Bacteria are present throughout the body, and new research shows a diversity of oral microbiomes that plays many roles for the health of teeth, gums, and mouth. Bacteria often have strong biogeography – that is, some bacteria are abundant in specific locations while absent from others — yet when applying microbiology to therapeutics or probiotics it’s important for the right bacteria to be in the right place so it can help mouth health. Many dentists, such as this Ottawa downtown dentist, are focusing on new treatments with the new findings. Here are three solid scientific facts we know about this microbiome.
- There Is Impressive Variability In Oral Bacterial Subpopulations
The mouth has many subpopulations of bacteria that do many things. In a new study published in Genome Biology, researchers at Harvard University examined the human oral microbiome and were surprised at the variability in bacterial subpopulations occupying certain areas of the mouth.
“As microbial ecologists, we are fascinated by how bacteria can seemingly divide up any habitat into various niches, but as humans ourselves, we also have this innate curiosity about how microbes pattern themselves within our bodies,” said lead author Daniel R. Utter, PhD candidate in the Department of Organismic and Evolutionary Biology, Harvard University. The mouth contains a surprising number of site-specific microbes in different areas. For example, the microbes found on the tongue are different from the microbes found on the plaque of teeth. “Your tongue microbes are more similar to those living on someone else’s tongue than they are to those living in your throat or on your gums!” said A. Murat Eren, assistant professor in the Department of Medicine at the University of Chicago. “The mouth is so easily accessible that people have been working on bacteria from the mouth for a long time,” said co-author Jessica Mark Welch, associate scientist at the Marine Biological Laboratory. In the future, understanding the microbiome will help develop better gum and teeth health.
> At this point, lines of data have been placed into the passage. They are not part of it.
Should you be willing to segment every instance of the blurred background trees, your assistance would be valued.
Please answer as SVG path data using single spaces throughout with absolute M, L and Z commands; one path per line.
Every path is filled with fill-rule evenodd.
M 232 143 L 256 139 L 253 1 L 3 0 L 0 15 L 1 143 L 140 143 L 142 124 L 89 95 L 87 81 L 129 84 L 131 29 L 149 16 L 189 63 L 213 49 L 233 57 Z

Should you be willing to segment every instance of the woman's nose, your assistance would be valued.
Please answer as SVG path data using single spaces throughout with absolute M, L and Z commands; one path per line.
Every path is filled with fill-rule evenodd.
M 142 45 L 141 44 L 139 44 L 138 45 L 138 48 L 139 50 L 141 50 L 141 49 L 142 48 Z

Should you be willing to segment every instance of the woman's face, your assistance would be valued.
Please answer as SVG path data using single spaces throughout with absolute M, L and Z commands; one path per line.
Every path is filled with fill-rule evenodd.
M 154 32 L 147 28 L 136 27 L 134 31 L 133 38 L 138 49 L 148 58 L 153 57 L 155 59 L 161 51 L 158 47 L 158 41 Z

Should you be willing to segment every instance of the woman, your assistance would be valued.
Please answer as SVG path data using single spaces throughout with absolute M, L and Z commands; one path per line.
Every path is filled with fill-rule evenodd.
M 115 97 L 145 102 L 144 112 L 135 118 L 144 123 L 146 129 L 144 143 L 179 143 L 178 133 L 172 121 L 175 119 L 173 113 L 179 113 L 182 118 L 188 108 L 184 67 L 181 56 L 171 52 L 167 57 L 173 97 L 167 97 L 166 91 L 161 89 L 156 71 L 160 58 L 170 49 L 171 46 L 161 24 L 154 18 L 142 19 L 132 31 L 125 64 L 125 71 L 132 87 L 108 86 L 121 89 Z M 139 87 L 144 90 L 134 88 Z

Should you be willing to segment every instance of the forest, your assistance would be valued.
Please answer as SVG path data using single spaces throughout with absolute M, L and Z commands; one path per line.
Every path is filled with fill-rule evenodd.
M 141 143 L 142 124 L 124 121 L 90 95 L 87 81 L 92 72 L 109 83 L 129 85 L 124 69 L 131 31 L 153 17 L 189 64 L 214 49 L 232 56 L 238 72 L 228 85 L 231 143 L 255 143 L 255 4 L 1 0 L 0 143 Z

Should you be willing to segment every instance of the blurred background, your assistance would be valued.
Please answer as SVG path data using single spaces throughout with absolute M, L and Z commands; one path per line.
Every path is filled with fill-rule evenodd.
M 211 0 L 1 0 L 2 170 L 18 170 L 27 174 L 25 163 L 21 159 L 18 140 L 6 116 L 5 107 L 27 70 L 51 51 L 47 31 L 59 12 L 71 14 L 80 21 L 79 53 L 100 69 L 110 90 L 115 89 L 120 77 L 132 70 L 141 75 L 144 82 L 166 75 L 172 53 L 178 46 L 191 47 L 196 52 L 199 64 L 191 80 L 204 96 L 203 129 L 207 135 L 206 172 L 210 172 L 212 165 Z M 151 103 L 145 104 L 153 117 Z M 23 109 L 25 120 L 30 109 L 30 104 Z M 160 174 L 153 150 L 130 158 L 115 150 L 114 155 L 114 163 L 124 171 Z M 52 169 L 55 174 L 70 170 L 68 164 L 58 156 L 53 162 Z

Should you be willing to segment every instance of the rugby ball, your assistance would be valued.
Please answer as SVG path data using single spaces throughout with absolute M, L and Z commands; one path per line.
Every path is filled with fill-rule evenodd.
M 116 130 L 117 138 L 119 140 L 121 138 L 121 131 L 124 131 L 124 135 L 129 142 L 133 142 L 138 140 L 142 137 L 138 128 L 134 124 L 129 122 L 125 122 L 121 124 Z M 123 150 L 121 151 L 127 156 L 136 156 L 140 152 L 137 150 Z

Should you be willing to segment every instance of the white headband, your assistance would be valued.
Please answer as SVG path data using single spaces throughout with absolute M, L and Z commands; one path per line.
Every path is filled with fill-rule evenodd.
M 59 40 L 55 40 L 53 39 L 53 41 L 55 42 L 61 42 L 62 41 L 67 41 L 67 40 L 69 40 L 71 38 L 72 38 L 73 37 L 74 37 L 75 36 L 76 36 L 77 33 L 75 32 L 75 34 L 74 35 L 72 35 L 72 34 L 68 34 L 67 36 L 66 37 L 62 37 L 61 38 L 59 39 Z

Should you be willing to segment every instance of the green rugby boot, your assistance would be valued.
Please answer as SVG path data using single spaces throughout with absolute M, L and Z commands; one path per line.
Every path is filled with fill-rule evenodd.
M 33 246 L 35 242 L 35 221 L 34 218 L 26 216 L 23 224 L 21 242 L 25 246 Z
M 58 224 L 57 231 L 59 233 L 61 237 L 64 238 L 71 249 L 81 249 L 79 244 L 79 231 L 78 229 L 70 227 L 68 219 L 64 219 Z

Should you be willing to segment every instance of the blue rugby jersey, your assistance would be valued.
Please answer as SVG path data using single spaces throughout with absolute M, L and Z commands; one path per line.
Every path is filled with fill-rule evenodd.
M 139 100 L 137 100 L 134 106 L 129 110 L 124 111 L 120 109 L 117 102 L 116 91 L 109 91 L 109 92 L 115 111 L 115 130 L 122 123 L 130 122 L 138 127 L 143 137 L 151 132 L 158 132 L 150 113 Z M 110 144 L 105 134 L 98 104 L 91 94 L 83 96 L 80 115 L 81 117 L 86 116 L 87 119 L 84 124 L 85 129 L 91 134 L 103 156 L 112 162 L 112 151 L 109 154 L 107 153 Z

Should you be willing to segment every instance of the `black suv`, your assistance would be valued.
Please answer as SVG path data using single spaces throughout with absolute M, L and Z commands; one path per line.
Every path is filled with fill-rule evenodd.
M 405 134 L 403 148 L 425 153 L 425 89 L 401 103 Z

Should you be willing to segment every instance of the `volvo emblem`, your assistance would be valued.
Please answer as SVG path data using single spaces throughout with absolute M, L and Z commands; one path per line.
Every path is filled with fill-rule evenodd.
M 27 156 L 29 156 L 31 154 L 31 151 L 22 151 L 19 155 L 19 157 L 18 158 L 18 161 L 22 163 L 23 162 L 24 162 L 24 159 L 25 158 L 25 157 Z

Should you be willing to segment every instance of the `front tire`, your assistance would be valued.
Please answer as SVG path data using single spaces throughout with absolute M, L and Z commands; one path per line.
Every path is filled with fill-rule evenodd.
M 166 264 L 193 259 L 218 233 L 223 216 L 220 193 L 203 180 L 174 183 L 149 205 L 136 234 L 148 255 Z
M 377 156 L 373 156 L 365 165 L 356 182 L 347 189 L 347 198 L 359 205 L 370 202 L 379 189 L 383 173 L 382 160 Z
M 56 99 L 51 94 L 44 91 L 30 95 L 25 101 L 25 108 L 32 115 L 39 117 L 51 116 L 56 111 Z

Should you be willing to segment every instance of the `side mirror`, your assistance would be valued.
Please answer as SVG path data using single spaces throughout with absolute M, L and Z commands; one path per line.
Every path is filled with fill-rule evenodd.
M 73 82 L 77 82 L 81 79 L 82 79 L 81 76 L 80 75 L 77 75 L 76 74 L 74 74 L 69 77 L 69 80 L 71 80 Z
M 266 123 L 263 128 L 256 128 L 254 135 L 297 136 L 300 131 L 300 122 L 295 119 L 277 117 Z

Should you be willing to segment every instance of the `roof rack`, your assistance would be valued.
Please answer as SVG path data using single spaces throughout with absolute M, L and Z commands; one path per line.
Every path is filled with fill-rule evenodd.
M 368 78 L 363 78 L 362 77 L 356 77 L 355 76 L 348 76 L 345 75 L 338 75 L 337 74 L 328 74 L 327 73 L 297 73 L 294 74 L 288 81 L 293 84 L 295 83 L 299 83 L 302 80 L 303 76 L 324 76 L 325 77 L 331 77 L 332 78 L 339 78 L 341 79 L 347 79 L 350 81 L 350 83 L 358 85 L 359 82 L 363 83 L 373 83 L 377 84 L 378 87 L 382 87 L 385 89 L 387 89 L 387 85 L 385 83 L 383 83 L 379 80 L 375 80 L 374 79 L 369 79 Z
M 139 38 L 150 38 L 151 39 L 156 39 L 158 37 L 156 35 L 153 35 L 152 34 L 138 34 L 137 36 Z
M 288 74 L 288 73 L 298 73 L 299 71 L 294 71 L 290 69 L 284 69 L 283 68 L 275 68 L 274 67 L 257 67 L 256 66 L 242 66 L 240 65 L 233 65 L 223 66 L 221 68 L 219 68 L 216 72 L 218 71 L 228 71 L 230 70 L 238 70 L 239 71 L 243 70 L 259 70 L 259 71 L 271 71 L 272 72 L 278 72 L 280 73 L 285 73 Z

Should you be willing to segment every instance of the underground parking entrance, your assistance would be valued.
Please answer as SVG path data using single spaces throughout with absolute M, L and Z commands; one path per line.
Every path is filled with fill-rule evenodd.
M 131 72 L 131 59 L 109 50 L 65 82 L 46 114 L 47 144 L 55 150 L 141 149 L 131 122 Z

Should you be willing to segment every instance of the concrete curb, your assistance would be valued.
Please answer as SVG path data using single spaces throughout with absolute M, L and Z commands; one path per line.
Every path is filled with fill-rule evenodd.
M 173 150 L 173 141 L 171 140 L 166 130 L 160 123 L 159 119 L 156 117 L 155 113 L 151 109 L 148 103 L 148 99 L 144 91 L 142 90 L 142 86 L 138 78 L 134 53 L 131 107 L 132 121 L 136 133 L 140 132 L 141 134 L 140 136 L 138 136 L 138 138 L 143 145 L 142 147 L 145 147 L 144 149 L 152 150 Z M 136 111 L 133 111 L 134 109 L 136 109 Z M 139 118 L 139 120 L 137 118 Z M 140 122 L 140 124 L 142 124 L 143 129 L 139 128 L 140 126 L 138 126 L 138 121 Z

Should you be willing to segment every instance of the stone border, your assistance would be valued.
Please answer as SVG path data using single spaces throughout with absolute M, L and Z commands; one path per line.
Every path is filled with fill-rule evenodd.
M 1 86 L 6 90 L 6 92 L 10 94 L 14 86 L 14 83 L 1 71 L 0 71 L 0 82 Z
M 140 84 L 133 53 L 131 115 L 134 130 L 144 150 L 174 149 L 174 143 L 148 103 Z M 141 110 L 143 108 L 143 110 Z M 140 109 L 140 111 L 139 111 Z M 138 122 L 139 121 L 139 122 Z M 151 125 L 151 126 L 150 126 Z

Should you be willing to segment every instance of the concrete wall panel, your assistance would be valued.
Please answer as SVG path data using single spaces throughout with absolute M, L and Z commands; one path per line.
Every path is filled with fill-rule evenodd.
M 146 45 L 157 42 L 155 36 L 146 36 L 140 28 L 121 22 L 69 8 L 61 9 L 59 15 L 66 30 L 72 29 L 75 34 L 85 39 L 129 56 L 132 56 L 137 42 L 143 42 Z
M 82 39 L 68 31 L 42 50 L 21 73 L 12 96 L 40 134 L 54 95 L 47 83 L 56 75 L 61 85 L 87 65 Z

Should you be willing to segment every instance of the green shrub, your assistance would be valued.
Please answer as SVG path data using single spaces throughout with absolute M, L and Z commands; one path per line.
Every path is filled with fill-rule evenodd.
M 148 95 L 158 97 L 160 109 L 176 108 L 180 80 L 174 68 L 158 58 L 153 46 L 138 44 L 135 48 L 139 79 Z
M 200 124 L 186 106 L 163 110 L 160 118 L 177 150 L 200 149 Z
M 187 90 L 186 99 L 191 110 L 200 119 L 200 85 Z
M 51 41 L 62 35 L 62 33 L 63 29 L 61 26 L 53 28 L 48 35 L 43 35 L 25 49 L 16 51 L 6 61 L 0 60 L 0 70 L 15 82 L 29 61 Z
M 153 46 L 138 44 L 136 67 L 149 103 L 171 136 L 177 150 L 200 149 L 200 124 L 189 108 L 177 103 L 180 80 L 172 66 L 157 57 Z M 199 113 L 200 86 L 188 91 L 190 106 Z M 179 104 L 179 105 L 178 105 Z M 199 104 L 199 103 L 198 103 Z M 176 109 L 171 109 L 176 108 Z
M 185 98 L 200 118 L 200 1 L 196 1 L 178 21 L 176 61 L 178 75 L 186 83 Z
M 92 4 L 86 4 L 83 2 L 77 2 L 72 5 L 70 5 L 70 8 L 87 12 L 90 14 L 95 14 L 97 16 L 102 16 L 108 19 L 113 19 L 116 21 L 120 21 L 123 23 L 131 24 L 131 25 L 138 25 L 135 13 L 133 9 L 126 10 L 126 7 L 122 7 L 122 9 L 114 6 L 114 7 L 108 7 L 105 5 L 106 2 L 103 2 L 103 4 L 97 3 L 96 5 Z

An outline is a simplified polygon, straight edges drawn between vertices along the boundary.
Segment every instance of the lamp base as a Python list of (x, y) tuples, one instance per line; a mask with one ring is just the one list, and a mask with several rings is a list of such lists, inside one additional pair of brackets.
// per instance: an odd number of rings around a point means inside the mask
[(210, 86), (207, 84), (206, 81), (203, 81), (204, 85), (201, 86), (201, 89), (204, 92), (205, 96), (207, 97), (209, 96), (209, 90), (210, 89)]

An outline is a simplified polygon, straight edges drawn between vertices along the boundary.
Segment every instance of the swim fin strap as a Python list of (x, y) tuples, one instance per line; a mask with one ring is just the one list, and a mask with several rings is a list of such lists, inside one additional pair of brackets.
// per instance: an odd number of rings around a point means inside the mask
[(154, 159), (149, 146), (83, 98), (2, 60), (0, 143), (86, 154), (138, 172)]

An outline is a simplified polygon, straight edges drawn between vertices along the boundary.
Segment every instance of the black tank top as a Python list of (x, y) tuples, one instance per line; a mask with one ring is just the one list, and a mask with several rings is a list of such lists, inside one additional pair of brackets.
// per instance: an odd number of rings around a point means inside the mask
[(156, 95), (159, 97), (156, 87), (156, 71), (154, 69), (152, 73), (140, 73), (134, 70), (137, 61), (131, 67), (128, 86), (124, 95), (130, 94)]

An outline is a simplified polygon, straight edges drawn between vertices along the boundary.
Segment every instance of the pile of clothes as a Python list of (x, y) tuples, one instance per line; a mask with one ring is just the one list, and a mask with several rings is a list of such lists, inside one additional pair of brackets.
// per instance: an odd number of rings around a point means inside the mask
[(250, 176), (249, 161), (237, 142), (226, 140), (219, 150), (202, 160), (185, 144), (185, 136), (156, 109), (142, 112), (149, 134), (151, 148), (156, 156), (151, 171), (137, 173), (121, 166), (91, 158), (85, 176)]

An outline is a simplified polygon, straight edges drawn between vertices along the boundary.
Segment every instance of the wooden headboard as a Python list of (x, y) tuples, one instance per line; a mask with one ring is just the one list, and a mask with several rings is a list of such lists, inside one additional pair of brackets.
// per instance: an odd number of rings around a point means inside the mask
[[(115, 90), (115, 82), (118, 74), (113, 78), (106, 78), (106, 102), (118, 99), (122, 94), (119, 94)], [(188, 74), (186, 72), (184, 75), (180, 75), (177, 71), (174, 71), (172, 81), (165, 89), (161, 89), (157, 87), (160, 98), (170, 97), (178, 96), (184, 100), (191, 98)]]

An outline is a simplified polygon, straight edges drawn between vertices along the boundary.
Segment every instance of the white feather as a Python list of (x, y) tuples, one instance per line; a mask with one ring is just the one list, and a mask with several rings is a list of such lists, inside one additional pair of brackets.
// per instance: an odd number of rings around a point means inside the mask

- Genes Affect The Biome And Immune System
Our genes determine partially which bacteria live in our bodies. Studies on humans and research with animals have confirmed that our microbiome is partly hereditary. Another association was found with variants of the C-type lectin genes. These genes code for receptors that recognize different types of bacteria and fungi, and they guide the immune response to these microorganisms. Since the receptors are part of the innate immune system, we better understand how the immune system reacts to gum and tooth disease.
- The Oral Biome Affects Overall Health
“Every time you swallow, you are seeding your gastrointestinal tract with bacteria, fungi, and viruses from your mouth—140 billion per day, to be exact,” says Cass Nelson-Dooley, MS, an ethnopharmacologist who has studied the oral microbiome. This is one reason that the high occurrences of oral diseases like cavities or gum disease is sometimes considered a confusing disease, because oral issues weren’t common in historical times before the modern diet emerged.
The mouth has a variety of micro-environments that host a myriad of bacterial populations. Current research is paving the way for new ways for dentists to treat mouth and gum diseases, and it all has to do with understanding the microbiome.